Damus code submissions no longer depends on github. Last 4 contributions were applied via patches@damus.io, and were rewarded 115,000 sats total. Email allows people to contribute anonymously and without the need for a github account, which is important if their access to github is blocked for whatever reason (china, iran, etc). It’s also annoying to login to github, sending an email patch is a single command. One day we can use nostr instead of email, once there are better email-like nostr clients, but for now this works ok. Decentralize all the things ✌️

Replies (43)

To Be's avatar
To Be 2 years ago
Mails can be filtered and blocked. A good patch can still be kept from you. We need end to end encrypted messages (patches) that are proofable transfered for Sats.
Very cool. I am really wanting to use this app more but I really only see your posts and don’t understand how it all works. All I can figure out within the app is that it has to do with relays or something, but it makes little sense to me. A beginner guide/tutorial on the main menu would be much appreciated… back to Twitter for now 😬🤘🏼
rieger_san's avatar
rieger_san 2 years ago
Never heard of this before in 14 years of development 😅🫣 Thanks 😊
I am not a dev but possibilities that Nostr offers and will offer are unimaginable!
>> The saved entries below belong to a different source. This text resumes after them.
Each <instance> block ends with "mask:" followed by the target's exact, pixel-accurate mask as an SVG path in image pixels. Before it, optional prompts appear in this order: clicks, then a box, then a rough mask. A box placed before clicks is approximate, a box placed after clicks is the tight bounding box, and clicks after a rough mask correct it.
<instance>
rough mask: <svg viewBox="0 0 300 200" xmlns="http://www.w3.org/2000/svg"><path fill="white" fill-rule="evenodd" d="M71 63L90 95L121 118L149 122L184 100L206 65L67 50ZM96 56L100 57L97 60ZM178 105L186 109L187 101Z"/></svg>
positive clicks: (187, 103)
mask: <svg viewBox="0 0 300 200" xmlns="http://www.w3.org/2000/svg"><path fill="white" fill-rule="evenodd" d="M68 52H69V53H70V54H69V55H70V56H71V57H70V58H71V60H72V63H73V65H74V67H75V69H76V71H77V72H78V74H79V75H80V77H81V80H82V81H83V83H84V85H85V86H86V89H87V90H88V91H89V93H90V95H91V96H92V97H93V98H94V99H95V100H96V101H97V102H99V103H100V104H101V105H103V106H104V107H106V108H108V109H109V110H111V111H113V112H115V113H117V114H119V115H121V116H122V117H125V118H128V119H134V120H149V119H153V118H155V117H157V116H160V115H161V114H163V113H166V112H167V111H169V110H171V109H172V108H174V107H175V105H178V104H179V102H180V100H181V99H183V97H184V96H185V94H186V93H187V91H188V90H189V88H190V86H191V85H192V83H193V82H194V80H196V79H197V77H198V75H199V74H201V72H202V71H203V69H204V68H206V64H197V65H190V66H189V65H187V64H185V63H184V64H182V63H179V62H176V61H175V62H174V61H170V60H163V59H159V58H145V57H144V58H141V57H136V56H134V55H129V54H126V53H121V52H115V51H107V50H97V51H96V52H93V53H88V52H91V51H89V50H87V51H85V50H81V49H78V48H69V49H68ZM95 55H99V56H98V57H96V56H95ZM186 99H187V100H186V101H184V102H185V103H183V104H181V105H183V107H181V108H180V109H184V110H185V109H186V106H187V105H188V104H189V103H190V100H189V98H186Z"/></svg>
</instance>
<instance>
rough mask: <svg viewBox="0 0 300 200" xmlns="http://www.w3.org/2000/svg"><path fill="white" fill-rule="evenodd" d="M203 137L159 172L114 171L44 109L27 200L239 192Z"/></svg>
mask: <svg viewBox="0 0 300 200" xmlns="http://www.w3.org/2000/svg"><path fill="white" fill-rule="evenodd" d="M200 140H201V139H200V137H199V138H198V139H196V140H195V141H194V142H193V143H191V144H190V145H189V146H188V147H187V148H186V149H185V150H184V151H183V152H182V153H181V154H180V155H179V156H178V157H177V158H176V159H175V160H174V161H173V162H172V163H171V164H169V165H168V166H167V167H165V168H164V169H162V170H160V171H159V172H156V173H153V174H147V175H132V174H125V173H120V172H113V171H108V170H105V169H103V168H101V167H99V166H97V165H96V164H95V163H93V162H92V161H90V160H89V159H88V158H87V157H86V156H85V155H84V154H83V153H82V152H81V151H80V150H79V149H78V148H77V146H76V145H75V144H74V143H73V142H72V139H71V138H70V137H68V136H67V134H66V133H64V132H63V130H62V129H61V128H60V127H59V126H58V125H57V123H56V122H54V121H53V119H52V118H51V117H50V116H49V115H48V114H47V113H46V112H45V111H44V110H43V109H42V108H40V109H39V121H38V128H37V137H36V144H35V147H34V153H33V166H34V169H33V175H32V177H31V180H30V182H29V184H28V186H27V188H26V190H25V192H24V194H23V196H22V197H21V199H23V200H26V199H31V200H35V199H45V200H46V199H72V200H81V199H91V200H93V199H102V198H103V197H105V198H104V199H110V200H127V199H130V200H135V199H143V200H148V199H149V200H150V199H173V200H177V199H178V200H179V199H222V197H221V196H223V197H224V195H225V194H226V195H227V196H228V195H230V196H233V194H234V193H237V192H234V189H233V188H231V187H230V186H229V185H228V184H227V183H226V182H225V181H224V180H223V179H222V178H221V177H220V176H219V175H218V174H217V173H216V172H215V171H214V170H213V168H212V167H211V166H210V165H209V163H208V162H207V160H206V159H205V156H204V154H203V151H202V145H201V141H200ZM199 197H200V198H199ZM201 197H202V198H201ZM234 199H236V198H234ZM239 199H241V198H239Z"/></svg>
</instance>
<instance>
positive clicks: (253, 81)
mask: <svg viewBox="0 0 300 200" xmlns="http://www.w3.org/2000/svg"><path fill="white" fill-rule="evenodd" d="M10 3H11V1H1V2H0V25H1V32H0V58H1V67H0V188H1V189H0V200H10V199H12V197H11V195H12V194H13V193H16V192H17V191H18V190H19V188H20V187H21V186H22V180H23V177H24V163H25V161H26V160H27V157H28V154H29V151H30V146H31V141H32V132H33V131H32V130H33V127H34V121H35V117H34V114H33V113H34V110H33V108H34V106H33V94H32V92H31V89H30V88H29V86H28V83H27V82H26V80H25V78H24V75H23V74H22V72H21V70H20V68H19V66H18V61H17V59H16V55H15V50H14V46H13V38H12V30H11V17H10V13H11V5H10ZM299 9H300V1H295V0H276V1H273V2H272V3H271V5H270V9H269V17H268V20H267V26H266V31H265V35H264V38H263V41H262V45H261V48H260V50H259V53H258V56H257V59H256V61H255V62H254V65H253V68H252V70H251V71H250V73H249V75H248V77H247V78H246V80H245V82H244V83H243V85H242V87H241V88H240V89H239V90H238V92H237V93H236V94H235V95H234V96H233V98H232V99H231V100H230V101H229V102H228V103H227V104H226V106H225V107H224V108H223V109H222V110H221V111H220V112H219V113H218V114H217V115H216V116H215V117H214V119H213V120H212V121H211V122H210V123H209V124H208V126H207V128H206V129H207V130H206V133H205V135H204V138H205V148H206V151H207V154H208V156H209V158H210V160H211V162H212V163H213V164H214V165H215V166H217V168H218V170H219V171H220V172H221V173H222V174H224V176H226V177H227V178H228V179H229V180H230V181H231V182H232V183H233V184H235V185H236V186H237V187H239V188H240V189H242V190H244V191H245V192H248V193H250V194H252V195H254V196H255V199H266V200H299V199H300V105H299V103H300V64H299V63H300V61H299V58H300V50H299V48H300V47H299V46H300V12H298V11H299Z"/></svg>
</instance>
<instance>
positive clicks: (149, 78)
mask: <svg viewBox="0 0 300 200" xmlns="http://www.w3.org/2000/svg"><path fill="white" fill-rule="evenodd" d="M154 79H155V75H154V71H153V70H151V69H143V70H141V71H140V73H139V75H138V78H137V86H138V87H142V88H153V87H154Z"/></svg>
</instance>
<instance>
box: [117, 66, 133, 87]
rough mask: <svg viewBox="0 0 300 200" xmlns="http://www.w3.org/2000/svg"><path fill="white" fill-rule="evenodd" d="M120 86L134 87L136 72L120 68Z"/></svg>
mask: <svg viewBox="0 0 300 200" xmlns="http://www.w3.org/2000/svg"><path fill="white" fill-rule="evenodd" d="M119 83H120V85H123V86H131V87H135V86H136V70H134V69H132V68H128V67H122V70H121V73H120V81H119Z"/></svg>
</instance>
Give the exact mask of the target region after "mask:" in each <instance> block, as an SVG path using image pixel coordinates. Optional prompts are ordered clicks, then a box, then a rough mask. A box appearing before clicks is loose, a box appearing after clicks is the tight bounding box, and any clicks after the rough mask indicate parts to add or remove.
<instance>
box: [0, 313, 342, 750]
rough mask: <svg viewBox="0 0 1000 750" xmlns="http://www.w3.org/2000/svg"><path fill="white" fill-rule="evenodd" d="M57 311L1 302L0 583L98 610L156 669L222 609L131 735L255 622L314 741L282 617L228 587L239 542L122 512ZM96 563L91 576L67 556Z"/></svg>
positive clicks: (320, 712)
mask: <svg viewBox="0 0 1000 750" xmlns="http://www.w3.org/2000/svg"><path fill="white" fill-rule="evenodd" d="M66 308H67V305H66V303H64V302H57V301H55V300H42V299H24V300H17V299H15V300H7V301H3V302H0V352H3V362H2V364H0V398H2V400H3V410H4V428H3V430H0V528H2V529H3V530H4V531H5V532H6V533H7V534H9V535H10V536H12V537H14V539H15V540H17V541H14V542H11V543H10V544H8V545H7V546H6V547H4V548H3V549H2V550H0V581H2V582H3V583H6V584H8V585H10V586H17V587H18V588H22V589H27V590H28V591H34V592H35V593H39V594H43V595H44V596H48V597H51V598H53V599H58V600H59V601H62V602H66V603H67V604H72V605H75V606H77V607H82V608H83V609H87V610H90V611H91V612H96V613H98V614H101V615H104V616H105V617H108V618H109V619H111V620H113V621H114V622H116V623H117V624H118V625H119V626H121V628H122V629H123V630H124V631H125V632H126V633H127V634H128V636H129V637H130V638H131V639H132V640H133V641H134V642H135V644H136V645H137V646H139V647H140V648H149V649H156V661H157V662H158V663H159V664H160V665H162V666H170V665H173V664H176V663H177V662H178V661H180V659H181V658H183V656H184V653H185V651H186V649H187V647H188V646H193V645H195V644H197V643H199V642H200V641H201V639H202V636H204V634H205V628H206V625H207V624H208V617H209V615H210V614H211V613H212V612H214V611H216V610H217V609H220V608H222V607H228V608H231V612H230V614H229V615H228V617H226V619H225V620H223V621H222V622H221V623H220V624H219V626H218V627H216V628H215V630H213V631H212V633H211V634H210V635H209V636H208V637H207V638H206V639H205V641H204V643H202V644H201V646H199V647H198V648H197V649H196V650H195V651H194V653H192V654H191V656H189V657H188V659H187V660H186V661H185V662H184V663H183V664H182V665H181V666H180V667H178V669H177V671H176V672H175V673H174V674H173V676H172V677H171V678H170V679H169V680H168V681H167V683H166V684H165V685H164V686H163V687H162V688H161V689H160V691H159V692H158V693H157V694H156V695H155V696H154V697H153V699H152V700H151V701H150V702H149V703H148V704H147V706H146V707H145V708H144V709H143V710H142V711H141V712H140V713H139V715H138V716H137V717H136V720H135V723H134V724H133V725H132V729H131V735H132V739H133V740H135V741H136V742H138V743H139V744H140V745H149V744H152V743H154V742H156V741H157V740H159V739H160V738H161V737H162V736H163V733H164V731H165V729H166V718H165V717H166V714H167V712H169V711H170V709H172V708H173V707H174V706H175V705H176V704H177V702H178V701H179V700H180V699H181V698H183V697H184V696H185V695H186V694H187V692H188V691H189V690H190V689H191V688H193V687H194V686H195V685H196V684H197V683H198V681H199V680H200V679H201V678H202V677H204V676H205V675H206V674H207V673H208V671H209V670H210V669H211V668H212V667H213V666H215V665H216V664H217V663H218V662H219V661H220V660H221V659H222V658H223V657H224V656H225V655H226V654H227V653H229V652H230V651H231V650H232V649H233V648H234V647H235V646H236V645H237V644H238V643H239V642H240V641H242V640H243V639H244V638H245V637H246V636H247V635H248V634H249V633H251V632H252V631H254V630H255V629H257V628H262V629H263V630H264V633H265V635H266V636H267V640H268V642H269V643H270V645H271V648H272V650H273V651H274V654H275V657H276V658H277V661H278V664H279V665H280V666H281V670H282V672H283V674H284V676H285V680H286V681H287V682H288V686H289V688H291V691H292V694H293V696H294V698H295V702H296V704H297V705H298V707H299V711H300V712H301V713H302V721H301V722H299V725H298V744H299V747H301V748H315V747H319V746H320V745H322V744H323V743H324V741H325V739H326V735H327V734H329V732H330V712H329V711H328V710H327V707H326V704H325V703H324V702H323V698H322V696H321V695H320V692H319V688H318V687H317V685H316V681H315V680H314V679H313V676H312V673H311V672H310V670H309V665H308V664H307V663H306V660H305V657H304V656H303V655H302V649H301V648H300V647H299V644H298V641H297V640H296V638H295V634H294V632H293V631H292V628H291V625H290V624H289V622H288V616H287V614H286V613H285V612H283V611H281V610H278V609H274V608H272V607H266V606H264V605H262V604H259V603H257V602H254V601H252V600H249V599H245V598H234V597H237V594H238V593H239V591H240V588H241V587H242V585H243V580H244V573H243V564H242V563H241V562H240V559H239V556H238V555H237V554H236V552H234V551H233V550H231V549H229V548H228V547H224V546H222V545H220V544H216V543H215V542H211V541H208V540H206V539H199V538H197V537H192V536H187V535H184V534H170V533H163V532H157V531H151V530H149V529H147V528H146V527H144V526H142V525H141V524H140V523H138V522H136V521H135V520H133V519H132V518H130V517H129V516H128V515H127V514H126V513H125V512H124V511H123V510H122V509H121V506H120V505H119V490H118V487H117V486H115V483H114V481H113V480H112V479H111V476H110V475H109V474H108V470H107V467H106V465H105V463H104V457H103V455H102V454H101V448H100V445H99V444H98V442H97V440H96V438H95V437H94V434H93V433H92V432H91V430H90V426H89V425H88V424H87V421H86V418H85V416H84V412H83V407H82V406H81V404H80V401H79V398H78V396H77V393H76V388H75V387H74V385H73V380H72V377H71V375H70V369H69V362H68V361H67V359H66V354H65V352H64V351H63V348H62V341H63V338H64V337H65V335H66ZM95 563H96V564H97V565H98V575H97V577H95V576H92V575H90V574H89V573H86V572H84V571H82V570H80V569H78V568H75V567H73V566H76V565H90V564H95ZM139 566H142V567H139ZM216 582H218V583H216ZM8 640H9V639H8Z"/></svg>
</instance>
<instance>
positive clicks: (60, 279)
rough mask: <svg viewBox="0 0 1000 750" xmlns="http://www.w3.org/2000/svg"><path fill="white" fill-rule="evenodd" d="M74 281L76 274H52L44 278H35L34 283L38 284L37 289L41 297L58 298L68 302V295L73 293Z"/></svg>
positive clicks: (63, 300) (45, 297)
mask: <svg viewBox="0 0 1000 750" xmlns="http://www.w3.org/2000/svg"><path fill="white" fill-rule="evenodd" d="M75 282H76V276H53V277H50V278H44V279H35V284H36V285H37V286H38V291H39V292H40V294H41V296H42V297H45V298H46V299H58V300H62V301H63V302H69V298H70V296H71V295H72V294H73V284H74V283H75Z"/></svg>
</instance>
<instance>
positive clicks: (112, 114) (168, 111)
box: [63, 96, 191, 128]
Almost internet within an internet!
Sorry… I have a 4 day weekend and drinks are flowing. 🤣
If I was a dev (hehe) I would submit a feature to sort the most liked/zapped notes over the last 24h.
wow this is so great ... what about building an IPFS based version, but more social networkish of GitHub ? I started it myself, who wants to join me is welcome!
<3 @jb55 This interest that some Governments and some unelected political bureaucracies have taken in throttling FOSS AI tools is threatening beyond belief. It seems to me that NOSTR is the perfect antidote to such slippery ideas. AI must, *muuust* remain broadly accessible, customisable, and private. That has to include customisable training data sets as much as the models themselves. Keep going, mate. Bravo
I knew there was MS behind it, I never thought it could be banned for hosting free software, nor the implications. It makes sense to decentralize the fuck out of it
Bogdan Zurac's avatar
Bogdan Zurac 2 years ago
But if the code is still contained in a Git repository over at Github, this isn't really decentralized.
Bogdan Zurac's avatar
Bogdan Zurac 2 years ago
My point was that as long as you're using plain Git, you're still relying on a centralized server. Sure, if you're hosting it yourself, you take away the dependency on 3rd party services, but still, it's not 100% decentralized.
Bogdan Zurac's avatar
Bogdan Zurac 2 years ago
I'm an Android developer for the past 11 years, I know how Git works 😂 But without a proper automated conflict resolution strategy, you still need a centralized origin to hold the source of truth, hence making the network distributed, not decentralized.
Bogdan Zurac's avatar
Bogdan Zurac 2 years ago
Who will get to push the code to another server? @jb55's main branch which contains 1 commit ahead of yesterday's last commit for everyone, or mine, which contains 2 other separate commits than his? Without a centralized origin which purpose is to retain the source of truth for all collaborators and mitigate conflicts, you can't efficiently work in a multi team, distributed setup. Which comes back to my initial point. Yes, it's a step in the right direction to not depend on 3rd party services that might go away tomorrow. BUT. That doesn't negate the need for a centralized master repository. Which makes the entire network still centralized. Distributed. But centralized. The only difference is that now the central location is not Github anymore, but @jb55's repo. What happens if that goes down? Or something else happens?